Monday, July 27, 2015

Rules To Meet To Maintain S Corporation Status

The S corporation is a subchapter of the regular, or C, corporation business structure. Running this type of corporation is similar to a regular corporation, except taxation on profits is different and avoids double taxation. However, S corporations have rules they must abide by to maintain their status, which provides other benefits such as limited liability protection for owners.


Size


To maintain S corporation status, companies operating under this business structure have to stay under a certain size. S corporations are limited to 100 shareholders and the shareholders must be U.S. citizens or residents. Regular corporations, in contrast, can have an unlimited number of shareholders who can be foreign investors as well.


Stocks


S corporations can go public and sell stocks to raise capital for business activities and expansion. Stocks are securities investors buy that give them partial ownership of corporations. The IRS limits S corporations to selling one class of stocks, in comparison to regular corporations that have the ability to sell multiple classes of stocks.


Business Operations


S corporations have several rules regarding business operations they must follow to maintain their status. S corporations must be domestic, which means owned and operated in the United States. S corporations cannot deduct the costs of health insurance and other fringe benefits they provide to shareholders or employees who own more than 2 percent of the company.
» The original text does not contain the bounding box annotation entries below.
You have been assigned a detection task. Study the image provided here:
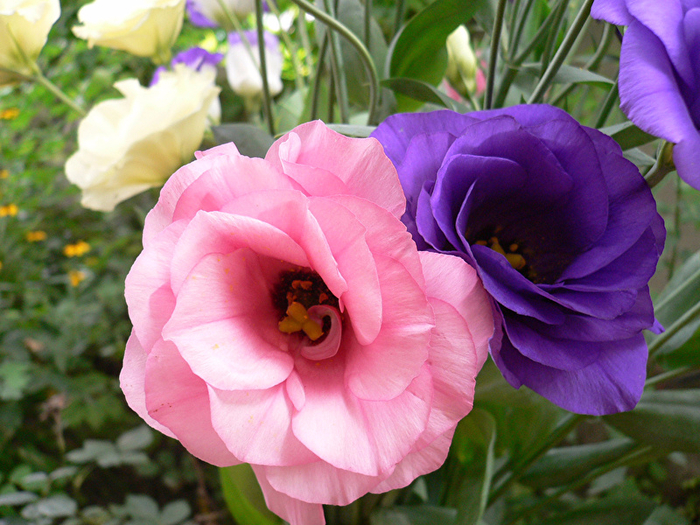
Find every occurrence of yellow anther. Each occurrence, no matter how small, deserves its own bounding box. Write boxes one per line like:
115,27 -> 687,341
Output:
277,301 -> 323,341
506,253 -> 527,270
489,237 -> 506,255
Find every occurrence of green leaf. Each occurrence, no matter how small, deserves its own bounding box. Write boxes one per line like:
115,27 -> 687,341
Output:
386,0 -> 486,85
603,389 -> 700,453
474,359 -> 564,457
381,78 -> 466,111
219,463 -> 281,525
369,505 -> 457,525
212,124 -> 275,157
158,499 -> 192,525
328,124 -> 377,138
649,252 -> 700,357
117,425 -> 153,451
537,496 -> 655,525
644,505 -> 690,525
521,63 -> 615,87
600,122 -> 656,151
451,408 -> 496,525
519,438 -> 636,489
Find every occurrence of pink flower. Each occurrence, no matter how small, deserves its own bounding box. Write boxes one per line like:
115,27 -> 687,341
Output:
121,122 -> 493,525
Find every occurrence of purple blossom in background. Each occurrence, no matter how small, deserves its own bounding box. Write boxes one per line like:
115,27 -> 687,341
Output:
372,105 -> 665,415
591,0 -> 700,189
150,47 -> 224,86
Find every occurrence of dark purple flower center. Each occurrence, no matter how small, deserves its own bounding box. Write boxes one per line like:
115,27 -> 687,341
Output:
272,268 -> 339,342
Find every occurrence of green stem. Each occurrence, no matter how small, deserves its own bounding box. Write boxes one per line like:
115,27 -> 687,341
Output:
527,0 -> 593,104
31,66 -> 87,117
484,0 -> 508,109
267,0 -> 306,92
505,445 -> 656,525
324,0 -> 349,123
488,413 -> 590,505
255,0 -> 275,137
593,73 -> 618,129
291,0 -> 379,124
649,301 -> 700,357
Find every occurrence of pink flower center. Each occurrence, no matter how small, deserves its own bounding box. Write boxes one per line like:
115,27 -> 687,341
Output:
272,268 -> 342,360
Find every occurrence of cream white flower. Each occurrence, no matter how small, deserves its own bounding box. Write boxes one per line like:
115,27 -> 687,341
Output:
187,0 -> 255,27
73,0 -> 185,63
0,0 -> 61,86
226,31 -> 283,98
66,64 -> 219,211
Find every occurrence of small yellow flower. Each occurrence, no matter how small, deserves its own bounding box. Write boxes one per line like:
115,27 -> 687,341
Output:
0,204 -> 19,217
68,270 -> 86,287
63,241 -> 90,257
25,230 -> 46,242
0,108 -> 19,120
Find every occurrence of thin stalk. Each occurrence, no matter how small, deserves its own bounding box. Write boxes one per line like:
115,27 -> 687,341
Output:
540,2 -> 568,75
488,414 -> 589,505
593,73 -> 618,129
552,24 -> 613,106
310,32 -> 330,120
506,0 -> 520,53
255,0 -> 275,137
324,0 -> 349,123
649,301 -> 700,357
291,0 -> 379,124
505,445 -> 656,525
527,0 -> 593,104
644,366 -> 693,389
267,0 -> 306,91
363,0 -> 372,49
508,0 -> 535,59
30,66 -> 87,117
394,0 -> 406,35
484,0 -> 508,109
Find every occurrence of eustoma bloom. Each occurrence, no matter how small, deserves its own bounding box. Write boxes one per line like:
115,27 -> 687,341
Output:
0,0 -> 61,86
226,30 -> 283,98
591,0 -> 700,189
66,64 -> 219,211
73,0 -> 185,63
373,105 -> 665,414
121,122 -> 493,525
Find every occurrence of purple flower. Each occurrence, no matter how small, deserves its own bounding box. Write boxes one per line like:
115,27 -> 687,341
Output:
591,0 -> 700,189
372,105 -> 665,415
150,47 -> 224,86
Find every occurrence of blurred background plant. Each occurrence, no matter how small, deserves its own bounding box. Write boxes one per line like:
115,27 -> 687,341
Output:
0,0 -> 700,525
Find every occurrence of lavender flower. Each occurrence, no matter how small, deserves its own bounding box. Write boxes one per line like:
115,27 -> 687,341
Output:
372,105 -> 665,414
591,0 -> 700,189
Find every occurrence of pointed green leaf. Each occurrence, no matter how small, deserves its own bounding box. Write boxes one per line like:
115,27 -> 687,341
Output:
603,389 -> 700,453
219,463 -> 282,525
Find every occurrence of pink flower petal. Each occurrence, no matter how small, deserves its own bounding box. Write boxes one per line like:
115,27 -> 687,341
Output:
265,121 -> 406,218
418,252 -> 494,371
370,428 -> 455,494
209,384 -> 318,466
124,219 -> 185,351
309,198 -> 382,344
345,254 -> 435,401
163,249 -> 294,390
265,461 -> 382,505
253,465 -> 326,525
171,212 -> 309,295
292,356 -> 432,476
119,331 -> 175,438
144,341 -> 240,467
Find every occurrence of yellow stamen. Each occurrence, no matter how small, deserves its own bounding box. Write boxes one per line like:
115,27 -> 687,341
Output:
506,253 -> 527,270
278,301 -> 323,341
According to Nolo, S corporations must divide profit and losses in proportion to the shareholders' interest in the business.


Corporate Formalities


S corporations must also observe several formalities to maintain their corporate status, which are similar to the formalities regular corporations must follow. These formalities include holding annual meetings with shareholders and the board of directors, and recording the minutes of these meetings. Companies should also hold special meetings to discuss and vote on company decisions and electing officials. Both regular corporations and S corporations must maintain a three-tier management structure that includes a board of directors, corporate officers and voting stockholders.